A word of advice to all you future doctors out there:
Don’t prescribe controlled substances to a patient who isn’t yours, especially for a chronic problem.
Ok, if it’s an acute problem, sure, I’ll let it slide. But let’s say you see a middle aged lady for chronic knee pain, for which her doctor has already tried multiple NSAIDs and physical therapy. The answer to her problem is not “well let’s just try a lil Lortab and see how that works”. Doncha think her doctor thought about that? Maybe there’s a reason why her doctor has avoided those medicines. Is there any other option for treating her pain adequately without using addictive substances?

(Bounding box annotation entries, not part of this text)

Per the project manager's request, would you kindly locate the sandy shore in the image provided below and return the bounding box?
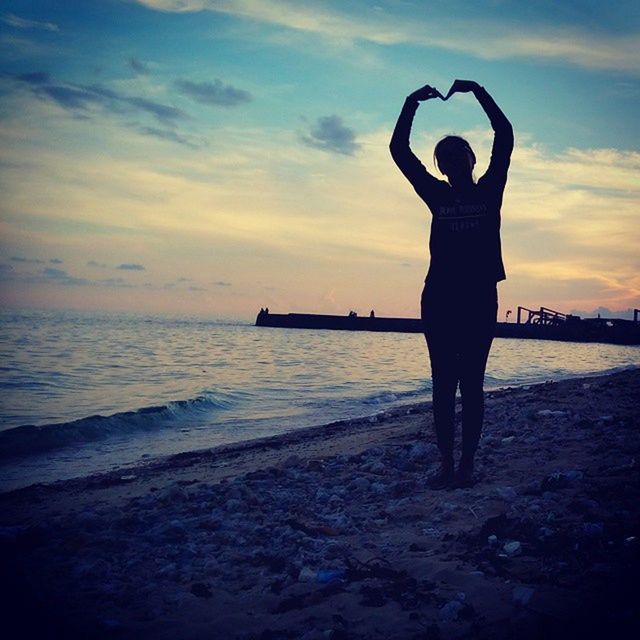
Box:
[0,369,640,640]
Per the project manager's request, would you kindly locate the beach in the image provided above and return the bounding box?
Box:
[0,368,640,640]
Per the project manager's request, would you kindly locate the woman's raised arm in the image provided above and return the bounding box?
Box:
[445,80,514,186]
[389,84,442,192]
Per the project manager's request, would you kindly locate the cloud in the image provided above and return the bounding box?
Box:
[136,127,201,149]
[17,71,50,84]
[300,115,360,156]
[129,57,151,76]
[132,0,640,72]
[15,71,187,126]
[42,267,89,285]
[9,256,44,264]
[175,79,253,107]
[0,13,59,31]
[116,262,145,271]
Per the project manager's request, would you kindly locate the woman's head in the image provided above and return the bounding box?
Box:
[433,136,476,182]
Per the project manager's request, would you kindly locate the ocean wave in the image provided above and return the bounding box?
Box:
[361,382,431,405]
[0,391,244,458]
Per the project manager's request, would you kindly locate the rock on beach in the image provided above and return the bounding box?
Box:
[0,369,640,640]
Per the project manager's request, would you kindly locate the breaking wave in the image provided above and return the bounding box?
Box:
[0,392,245,458]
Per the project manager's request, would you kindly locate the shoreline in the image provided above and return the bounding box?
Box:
[0,365,640,497]
[0,368,640,640]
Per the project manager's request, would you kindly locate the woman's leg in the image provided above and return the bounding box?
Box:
[421,286,459,489]
[425,325,458,468]
[459,291,498,481]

Seriously though. Recently I’ve seen 2 of my patients who have been started on opiates by other providers who had only seen them once. It’s easy to give people what they want (but maybe isn’t the best for them) when you don’t have to deal with the consequences and aftermath.
Both patients were people who had addiction in their pasts. Both had multiple options available to them for treating their pain before turning to opiates. But both came in specifically asking for opiates. And interns gave them to ‘em.
So now it will take me months to get them off of these drugs which we most likely could have avoided and still treated their pain adequately. Ugh.
On the flip side, if you have a patient who you are trying to avoid starting on chronic opiates or benzos, put a note to that effect in an obvious place in their chart so if other providers see them, they can be on board with the plan.